As you are no doubt painfully aware, logistics departments are viewed as a necessary evil. They generally don’t bring in revenue or create new business, and the expenses they incur are an ongoing burden. The reality is that this outlook, from outsiders’ perspectives, anyway, will probably never change. What you may be able to change are the opinions your own management has regarding your ability to make the best out of difficult situations during trying economic times. To implement a supply chain savings strategy that will do this, you will first want to complete the relatively basic tasks of:Proving that you can or have successfully maintained operations with less or limited personnel by:
- Defining the different roles of each and every employee that works in or alongside your logistics department according to their tasks.
- Automating certain employee tasks and eliminating unnecessary tasks completely.
- Redistributing tasks to the best of your ability, preferably by using a program such as Microsoft SharePoint or similar task-oriented software.
Creating and implementing cost-saving strategies by:
- Making use of things like part-time and flex-time options for hourly employees.
- Using free online resources in lieu of recruiters when hiring new employees.
- Negotiating extended severance pay and/or by providing other benefits to senior-level employees who may have been laid off from your company, but are nevertheless able and willing to help devise planning strategies that will generate supply chain savings.
Reducing or eliminating indirect purchasing costs that virtually have no affect on your company’s clients or products by:
- Regularly monitoring everything from your office supply needs to the costs associated with things like machine maintenance, and then reopening supplier and/or third party contracts and agreements in order to achieve savings wherever possible.
Reducing packaging costs by:
- Issuing requests for pricing with your packaging vendors and working to consolidate your agreements in order to reduce your packaging materials costs.
- Lowering labeling costs (for example, by requiring your carrier to provide you with a carrier-owned shipping system or label printer) and dunnage costs (for example, by purchasing a shredder that breaks down your used packaging materials and eliminates the need for an outside party to haul the materials away and break them down for you).

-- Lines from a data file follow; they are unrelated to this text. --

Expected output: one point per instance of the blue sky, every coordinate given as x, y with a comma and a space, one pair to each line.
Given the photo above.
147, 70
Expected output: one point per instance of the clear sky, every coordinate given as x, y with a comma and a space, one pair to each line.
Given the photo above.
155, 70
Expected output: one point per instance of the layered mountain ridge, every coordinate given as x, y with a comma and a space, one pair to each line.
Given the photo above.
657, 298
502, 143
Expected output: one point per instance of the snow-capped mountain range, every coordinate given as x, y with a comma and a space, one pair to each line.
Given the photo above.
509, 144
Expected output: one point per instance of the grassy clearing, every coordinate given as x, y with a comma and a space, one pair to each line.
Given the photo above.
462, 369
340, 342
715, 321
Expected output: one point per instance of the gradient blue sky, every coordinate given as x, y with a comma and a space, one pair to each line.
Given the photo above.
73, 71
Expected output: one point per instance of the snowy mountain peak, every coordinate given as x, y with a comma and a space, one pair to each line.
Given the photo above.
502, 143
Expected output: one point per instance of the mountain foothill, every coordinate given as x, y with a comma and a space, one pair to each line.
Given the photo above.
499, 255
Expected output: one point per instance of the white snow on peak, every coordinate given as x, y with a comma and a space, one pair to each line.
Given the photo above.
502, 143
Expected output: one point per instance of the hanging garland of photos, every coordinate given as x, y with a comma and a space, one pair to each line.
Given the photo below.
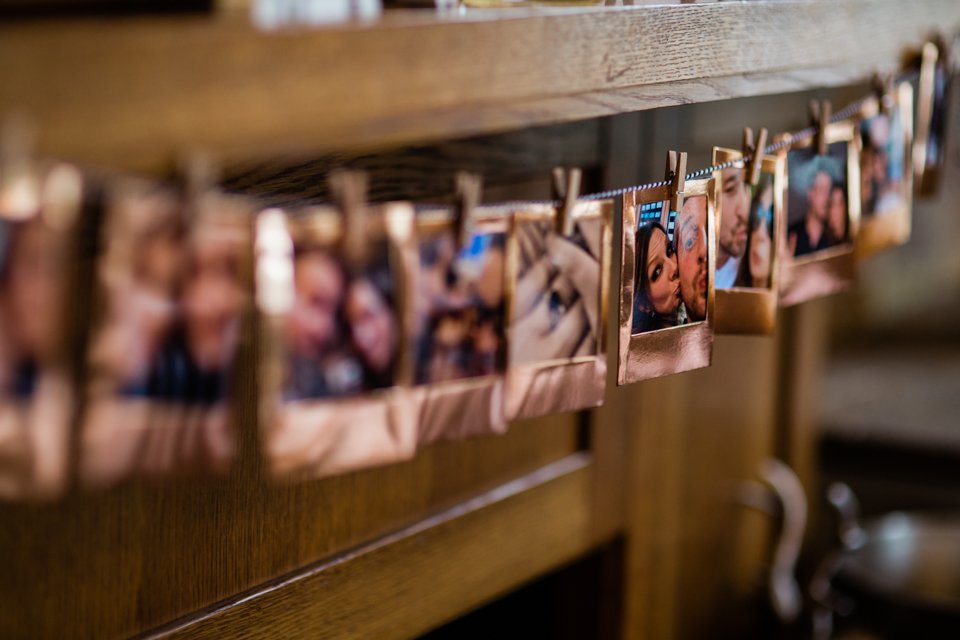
375, 330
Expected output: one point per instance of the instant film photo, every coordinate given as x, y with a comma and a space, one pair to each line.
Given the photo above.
747, 264
460, 344
667, 282
823, 214
170, 295
333, 293
559, 284
39, 281
885, 142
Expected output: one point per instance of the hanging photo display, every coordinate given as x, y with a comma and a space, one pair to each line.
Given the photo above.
460, 344
885, 139
667, 280
751, 215
39, 214
559, 263
332, 289
823, 213
933, 95
169, 298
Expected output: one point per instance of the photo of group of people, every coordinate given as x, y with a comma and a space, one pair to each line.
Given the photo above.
556, 306
170, 297
819, 216
745, 238
671, 265
342, 334
460, 306
882, 164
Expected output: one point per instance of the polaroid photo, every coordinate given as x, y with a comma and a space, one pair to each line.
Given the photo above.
823, 216
170, 294
934, 91
335, 325
558, 292
40, 215
460, 343
667, 282
748, 253
885, 139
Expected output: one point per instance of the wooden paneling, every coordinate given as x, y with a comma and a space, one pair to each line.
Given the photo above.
409, 582
697, 557
118, 563
135, 93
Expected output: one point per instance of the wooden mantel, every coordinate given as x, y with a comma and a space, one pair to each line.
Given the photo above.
133, 93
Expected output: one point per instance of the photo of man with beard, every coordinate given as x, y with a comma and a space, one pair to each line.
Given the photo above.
692, 256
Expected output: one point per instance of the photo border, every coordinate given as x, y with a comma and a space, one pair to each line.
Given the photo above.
565, 384
892, 228
830, 270
674, 349
749, 310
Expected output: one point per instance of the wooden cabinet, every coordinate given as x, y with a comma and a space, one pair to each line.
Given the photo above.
397, 551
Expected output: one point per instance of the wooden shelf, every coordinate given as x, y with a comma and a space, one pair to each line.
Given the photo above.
132, 93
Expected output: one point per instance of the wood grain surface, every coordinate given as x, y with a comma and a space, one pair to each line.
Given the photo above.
135, 93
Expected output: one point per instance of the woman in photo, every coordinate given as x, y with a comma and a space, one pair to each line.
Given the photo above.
814, 181
374, 333
656, 296
755, 270
461, 307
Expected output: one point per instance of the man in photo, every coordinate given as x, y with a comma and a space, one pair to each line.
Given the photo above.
692, 256
734, 214
815, 179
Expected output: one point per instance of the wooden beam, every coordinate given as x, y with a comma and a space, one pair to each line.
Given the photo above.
133, 93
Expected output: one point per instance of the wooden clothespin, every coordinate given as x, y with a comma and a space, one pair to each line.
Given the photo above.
677, 174
349, 190
19, 194
820, 118
566, 187
753, 155
467, 198
883, 87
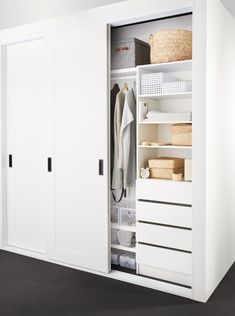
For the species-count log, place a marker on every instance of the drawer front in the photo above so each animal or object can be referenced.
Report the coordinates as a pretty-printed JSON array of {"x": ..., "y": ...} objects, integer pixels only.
[
  {"x": 164, "y": 214},
  {"x": 164, "y": 191},
  {"x": 165, "y": 275},
  {"x": 171, "y": 260},
  {"x": 164, "y": 236}
]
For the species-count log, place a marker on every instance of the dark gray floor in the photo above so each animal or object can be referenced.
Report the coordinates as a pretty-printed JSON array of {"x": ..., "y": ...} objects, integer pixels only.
[{"x": 30, "y": 287}]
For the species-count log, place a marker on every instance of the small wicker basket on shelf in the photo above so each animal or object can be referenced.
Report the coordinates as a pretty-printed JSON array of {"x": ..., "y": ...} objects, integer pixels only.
[{"x": 171, "y": 45}]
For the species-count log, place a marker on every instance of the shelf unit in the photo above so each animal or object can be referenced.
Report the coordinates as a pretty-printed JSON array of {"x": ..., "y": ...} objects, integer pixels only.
[
  {"x": 154, "y": 131},
  {"x": 181, "y": 95},
  {"x": 167, "y": 147},
  {"x": 126, "y": 73},
  {"x": 163, "y": 123},
  {"x": 124, "y": 227},
  {"x": 119, "y": 247}
]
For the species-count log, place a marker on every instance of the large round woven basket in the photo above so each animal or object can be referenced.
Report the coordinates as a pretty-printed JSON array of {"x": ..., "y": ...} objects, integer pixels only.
[{"x": 171, "y": 45}]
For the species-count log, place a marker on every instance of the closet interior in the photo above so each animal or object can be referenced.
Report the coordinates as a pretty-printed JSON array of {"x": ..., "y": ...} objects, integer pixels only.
[{"x": 150, "y": 216}]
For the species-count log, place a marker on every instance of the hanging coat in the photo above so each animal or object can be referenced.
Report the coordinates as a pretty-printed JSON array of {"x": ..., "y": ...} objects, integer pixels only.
[
  {"x": 113, "y": 96},
  {"x": 127, "y": 145},
  {"x": 117, "y": 179}
]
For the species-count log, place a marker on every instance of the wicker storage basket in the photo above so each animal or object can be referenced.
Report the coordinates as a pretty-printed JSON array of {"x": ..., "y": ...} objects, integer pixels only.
[
  {"x": 164, "y": 168},
  {"x": 181, "y": 134},
  {"x": 171, "y": 45}
]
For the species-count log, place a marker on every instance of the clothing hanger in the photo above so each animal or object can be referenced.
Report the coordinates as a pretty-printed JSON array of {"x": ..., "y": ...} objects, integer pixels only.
[{"x": 125, "y": 87}]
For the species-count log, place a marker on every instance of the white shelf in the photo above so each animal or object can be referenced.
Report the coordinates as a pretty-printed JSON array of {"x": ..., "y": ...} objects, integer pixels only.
[
  {"x": 126, "y": 72},
  {"x": 185, "y": 65},
  {"x": 122, "y": 227},
  {"x": 167, "y": 147},
  {"x": 161, "y": 123},
  {"x": 130, "y": 249},
  {"x": 181, "y": 95},
  {"x": 163, "y": 180}
]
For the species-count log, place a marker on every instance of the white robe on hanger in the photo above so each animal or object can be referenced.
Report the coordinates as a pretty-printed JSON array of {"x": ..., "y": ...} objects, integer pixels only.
[
  {"x": 117, "y": 179},
  {"x": 127, "y": 147}
]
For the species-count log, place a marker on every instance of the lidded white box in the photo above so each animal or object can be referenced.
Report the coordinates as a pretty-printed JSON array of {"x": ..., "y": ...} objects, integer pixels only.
[{"x": 188, "y": 169}]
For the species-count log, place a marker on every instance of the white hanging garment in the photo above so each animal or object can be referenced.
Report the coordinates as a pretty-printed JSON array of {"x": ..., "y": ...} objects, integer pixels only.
[
  {"x": 117, "y": 179},
  {"x": 127, "y": 145}
]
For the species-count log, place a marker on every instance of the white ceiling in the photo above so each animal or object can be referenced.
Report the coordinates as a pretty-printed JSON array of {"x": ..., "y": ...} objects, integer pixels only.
[
  {"x": 18, "y": 12},
  {"x": 230, "y": 5}
]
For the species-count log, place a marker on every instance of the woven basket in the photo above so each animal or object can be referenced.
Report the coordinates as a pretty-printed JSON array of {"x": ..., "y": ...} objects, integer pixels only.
[
  {"x": 171, "y": 45},
  {"x": 181, "y": 134}
]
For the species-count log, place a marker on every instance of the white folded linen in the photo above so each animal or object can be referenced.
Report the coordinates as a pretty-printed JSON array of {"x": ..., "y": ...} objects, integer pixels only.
[{"x": 163, "y": 116}]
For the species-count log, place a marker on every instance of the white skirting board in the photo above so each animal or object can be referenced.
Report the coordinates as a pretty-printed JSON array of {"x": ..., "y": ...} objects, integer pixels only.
[{"x": 117, "y": 275}]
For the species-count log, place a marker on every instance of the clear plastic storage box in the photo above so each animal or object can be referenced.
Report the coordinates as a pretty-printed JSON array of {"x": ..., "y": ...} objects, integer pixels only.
[
  {"x": 115, "y": 215},
  {"x": 127, "y": 260},
  {"x": 127, "y": 217}
]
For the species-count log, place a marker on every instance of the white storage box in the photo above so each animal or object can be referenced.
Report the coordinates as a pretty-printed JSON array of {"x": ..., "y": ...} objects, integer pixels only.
[
  {"x": 152, "y": 83},
  {"x": 125, "y": 238},
  {"x": 114, "y": 239},
  {"x": 177, "y": 87},
  {"x": 127, "y": 216},
  {"x": 115, "y": 254},
  {"x": 127, "y": 261},
  {"x": 130, "y": 53},
  {"x": 188, "y": 169},
  {"x": 115, "y": 215}
]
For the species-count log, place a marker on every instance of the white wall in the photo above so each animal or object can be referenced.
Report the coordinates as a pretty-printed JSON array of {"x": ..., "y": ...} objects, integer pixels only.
[
  {"x": 18, "y": 12},
  {"x": 220, "y": 131}
]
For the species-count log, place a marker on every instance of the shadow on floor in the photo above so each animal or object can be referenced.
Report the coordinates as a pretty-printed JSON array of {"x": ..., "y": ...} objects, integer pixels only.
[{"x": 30, "y": 287}]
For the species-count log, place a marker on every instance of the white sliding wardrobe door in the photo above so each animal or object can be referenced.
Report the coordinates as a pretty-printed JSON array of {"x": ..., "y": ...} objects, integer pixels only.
[
  {"x": 80, "y": 222},
  {"x": 29, "y": 142}
]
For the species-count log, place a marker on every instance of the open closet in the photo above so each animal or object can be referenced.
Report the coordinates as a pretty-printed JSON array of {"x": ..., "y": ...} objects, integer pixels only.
[
  {"x": 151, "y": 219},
  {"x": 116, "y": 158}
]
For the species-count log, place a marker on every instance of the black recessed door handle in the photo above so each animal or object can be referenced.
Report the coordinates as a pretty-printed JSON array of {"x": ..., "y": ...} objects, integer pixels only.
[
  {"x": 101, "y": 167},
  {"x": 10, "y": 161},
  {"x": 49, "y": 164}
]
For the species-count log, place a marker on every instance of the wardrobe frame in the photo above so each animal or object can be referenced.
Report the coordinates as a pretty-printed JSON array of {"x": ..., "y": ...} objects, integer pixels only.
[{"x": 122, "y": 14}]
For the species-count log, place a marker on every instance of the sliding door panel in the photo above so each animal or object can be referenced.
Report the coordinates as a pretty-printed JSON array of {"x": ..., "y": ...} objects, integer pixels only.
[
  {"x": 79, "y": 233},
  {"x": 29, "y": 143}
]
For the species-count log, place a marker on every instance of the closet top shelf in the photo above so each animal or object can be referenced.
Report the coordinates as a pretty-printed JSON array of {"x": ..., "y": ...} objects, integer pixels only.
[
  {"x": 126, "y": 72},
  {"x": 184, "y": 65}
]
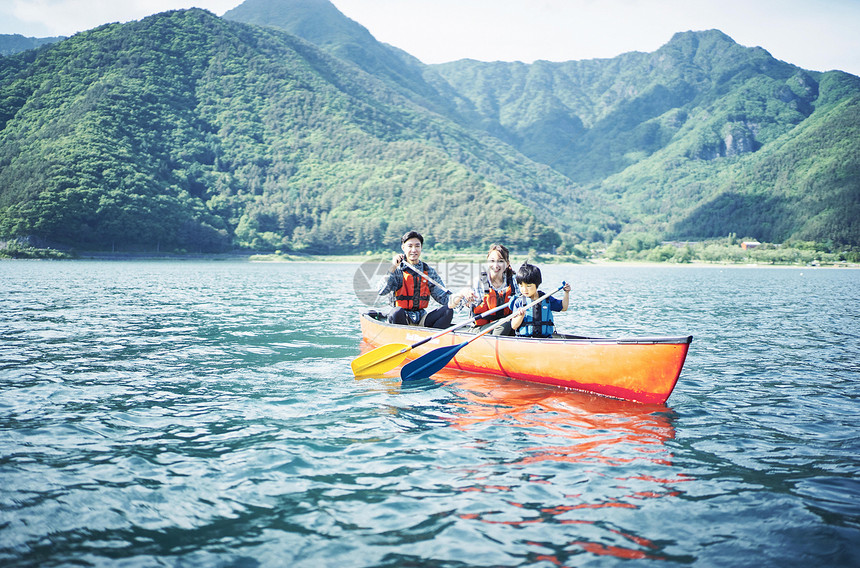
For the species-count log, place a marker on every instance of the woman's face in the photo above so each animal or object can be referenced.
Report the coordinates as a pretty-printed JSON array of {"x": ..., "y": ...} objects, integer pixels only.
[{"x": 495, "y": 263}]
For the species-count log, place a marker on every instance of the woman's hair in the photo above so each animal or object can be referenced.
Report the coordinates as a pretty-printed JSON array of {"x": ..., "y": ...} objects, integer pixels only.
[
  {"x": 506, "y": 256},
  {"x": 529, "y": 274}
]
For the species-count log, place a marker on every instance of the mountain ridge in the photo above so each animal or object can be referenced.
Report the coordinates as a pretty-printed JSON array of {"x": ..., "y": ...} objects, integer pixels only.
[{"x": 700, "y": 138}]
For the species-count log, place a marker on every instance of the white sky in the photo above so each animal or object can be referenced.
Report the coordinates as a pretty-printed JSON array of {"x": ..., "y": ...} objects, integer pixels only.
[{"x": 814, "y": 34}]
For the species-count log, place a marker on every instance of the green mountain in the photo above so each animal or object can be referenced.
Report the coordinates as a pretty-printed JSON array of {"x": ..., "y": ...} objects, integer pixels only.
[
  {"x": 285, "y": 125},
  {"x": 185, "y": 130},
  {"x": 654, "y": 139},
  {"x": 16, "y": 43},
  {"x": 701, "y": 138}
]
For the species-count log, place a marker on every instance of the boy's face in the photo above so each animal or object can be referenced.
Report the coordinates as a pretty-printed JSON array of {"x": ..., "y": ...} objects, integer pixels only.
[
  {"x": 528, "y": 290},
  {"x": 412, "y": 250}
]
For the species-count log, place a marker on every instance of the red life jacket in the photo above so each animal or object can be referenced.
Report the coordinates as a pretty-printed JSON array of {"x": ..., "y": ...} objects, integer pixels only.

Implementing compliance monitoring by:
- Using an active routing guide that eliminates paper manuals and allows you to keep track of the everyday functions of your personnel, carriers, and partners by providing you with overall supply chain visibility and 24-hour compliance monitoring via the web.
Once the actions above have been performed or are in progress, you will want to show the decision-makers within your organization that any investments you wish to make in additional high-level shipping data analytics will result in even bigger payoffs than your active routing guide is able to generate. This is where things get a little stickier.
It’s no secret that carriers were hit hard during the worst of the recession. Now that the economy is experiencing an upturn, you’ve probably experienced first-hand the results of their increased reluctance towards taking on new capacity and granting incentives. They simply aren’t as concerned about keeping your business as they once were, and therefore aren’t making the same concessions. In some instances, carriers are even refusing to enter into negotiations with companies that elect to bring in high-level data analytics providers or consultants, specifically because they know that the best of these third parties can do serious damage to their chances of successfully increasing your rates.
To convince your management team that high-level data analytics (and the third party you wish to perform them on your behalf) will be able to help you to win the incentives, concessions, and rates your company deserves, ask your preferred third party partner to arm you with proof that further analysis of your company’s data will enable you to do the following:
A. Gain total control of your company’s inbound and outbound shipments.
B. Develop of an accurate shipping profile for your company based on your current and historical shipping data.
C. Benchmark your company’s unique shipping characteristics against those of thousands of similar companies.
D. Identify all the areas in which you might be able to achieve better incentives, better rates, improved service levels, and additional savings.
Just as supply chain and logistics departments are seen as a necessary evil by companies’ other departments, benchmarking and data analytics-based firms are often seen as a necessary evil by many supply chain managers and their superiors. Despite this, most supply chain professionals are able to see the value in partnering with a third party data analytics provider that can give them the visibility and market intelligence they need to usurp carriers’ attempts to negotiate higher rates than are appropriate. Some experts have even gone so far as to claim that 2010 has been the year of the supply chain consultant, despite carriers’ attempts to thwart their involvement, and gone on to predict that partnering with third party consultants will be a growing trend through at least 2013.